This Saturday, we make the short journey to play our old friends at Birkenhead Park.
“Park” is a well-established club who can trace their origins to the nineteenth century and, in their heyday, had a fixture list that was nationwide. In recent years, they have alternated between levels 5 and 6 of the RFU league structure.
Birkenhead Park are currently fourth, having won 14 and lost 9 of their 23 games. They lost their first game of the season at home to Warrington, but successive one point wins against Waterloo and Northwich and impressive, high-scoring doubles against De La Salle and Burnage saw them march up the table. In addition, they are unbeaten at the Upper Park since December, when Manchester narrowly won. Last weekend, however, they lost at table topping Carlisle, 47-13.
In 2014-15, they were North One West champions but were relegated from the, then, National League 3 the following season. In 2016-17, they were promoted again, having finished second to Kirkby Lonsdale. However, they finished 12th last season, and as the only north-west club in the bottom three, with Morley and Pocklington, they began this season in North One West.

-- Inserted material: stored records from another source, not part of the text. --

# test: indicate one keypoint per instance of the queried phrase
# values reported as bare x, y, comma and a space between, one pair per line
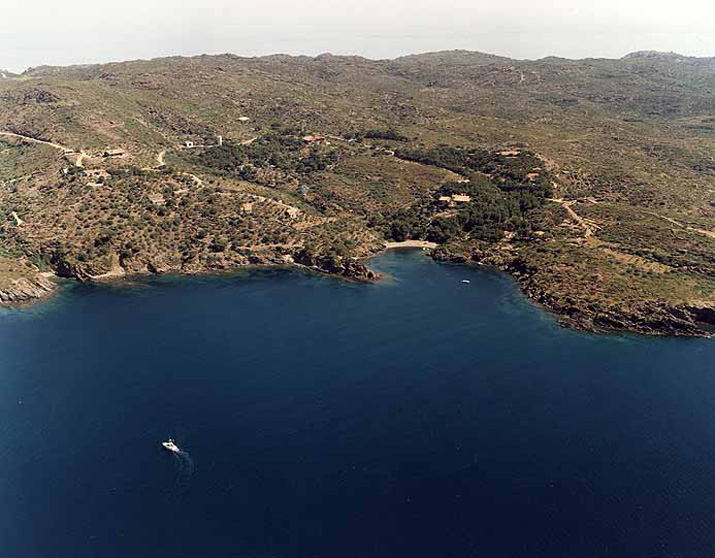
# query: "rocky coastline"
26, 289
692, 319
687, 319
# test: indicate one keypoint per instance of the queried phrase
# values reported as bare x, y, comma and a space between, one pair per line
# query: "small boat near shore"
171, 446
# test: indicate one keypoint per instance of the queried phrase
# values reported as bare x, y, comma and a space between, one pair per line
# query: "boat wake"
185, 465
186, 468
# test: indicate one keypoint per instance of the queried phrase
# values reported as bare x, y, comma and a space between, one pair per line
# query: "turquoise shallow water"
415, 417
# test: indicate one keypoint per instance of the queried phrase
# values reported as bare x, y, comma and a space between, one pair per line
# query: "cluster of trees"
390, 135
280, 151
509, 200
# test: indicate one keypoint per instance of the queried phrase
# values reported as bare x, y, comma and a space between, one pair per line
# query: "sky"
39, 32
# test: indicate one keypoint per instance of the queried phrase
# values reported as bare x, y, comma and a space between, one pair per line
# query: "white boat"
171, 446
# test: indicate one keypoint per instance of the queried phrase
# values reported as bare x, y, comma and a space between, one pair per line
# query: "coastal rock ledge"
26, 289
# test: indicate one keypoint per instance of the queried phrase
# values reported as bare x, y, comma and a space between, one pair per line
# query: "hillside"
591, 181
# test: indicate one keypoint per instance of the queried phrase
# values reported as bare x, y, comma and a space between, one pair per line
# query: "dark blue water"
418, 417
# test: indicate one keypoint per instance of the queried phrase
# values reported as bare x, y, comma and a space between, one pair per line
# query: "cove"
417, 416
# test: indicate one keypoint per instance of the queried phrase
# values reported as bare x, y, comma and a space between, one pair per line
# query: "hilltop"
591, 181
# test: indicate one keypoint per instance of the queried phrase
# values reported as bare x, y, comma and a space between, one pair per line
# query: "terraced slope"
592, 181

Connections between Malone Field and the Upper Park are as old as Anselmians itself and numerous players across the decades have represented both sides. Years ago, the route for promising and ambitious players was to start at a “junior” club and then transfer to a “senior” club. In the Wirral, that meant New Brighton or Birkenhead Park. In the professional era, the distinction has been blurred and this is only the second encounter between the two sides at a league level. The first being our 9-32 defeat at Rivacre Road last December.
Saints need to erase the memory of defeat against Broughton Park and recreate the valiant spirit they showed, albeit in small patches, last week. We may be leaving this league but our players have considerable pride and would dearly love to have local bragging rights.